その声には、わずかに痛みがにじんでいた。  
レオンの胸が熱くなる。  
「……お前は間違ってない。だが、迷った瞳は輝きを濁らせる。今度は休め。人の夢を焼かぬように」  
『休む……ことを、許されるのか……』  
「許す。創星炉が、お前の新しい居場所だ」  

一瞬、静寂。  
次の瞬間、霧が柔らかく光に変わった。  
黒の殻を破り、透明な水晶が現れる。  
『……ありがとう、創造の主……』  

やがてその声は炉の中に溶けた。  
部屋にはただ、穏やかな光と金属の温もりが残るだけだった。  

「……眠らせたんだね」エルナが呟く。  
「“修理”というより、救済だな」ガルドが腕を組む。  
レオンは静かに頷いた。  
「これが創精鍛造の本質だ。命を壊すんじゃなく、再び“創る”ことだ」  

ティナが嬉しそうに笑った。  
「きっと喜んでますよ、“彼方ノ眼”」  
「そうだな。……これで王城の連中に文句は言わせないだろう」  

◇  

翌日。  
王城からの使いが再び現れた。  
若い文官が書状を差し出す。  
「陛下の命により、“創星の炉”は王都職人ギルドの正式上位登録とする。
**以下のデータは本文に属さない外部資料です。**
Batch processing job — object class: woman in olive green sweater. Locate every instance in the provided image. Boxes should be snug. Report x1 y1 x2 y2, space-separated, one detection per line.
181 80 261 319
功績に対し、褒賞金および研究区画の一部使用許可が下されます」  

エルナが目を丸くした。  
「ほんと!? 正式ギルド…!?」  
ガルドがひげを揺らして笑う。  
「はっは、ついに“無名工房”卒業か!」  

だが、レオンは少しだけ口を引き結んだ。  
「名が上がれば、敵も増える。紅錆の炉も黙ってはいない」  
「けど、逃げないでしょ?」とエルナが笑う。  
「もちろんだ。炉が燃える限り、俺も燃える」  

ルシェの剣が壁に掛けられたまま、青く光った。  
その輝きはまるで、新しく得た“名前”を祝福するようだった。  

こうして――  
創星の炉は、王都に正式登録された新ギルドとして歩み始めた。  
だが、紅錆の影が静かにその名を見下ろしていることを、まだ誰も知らなかった。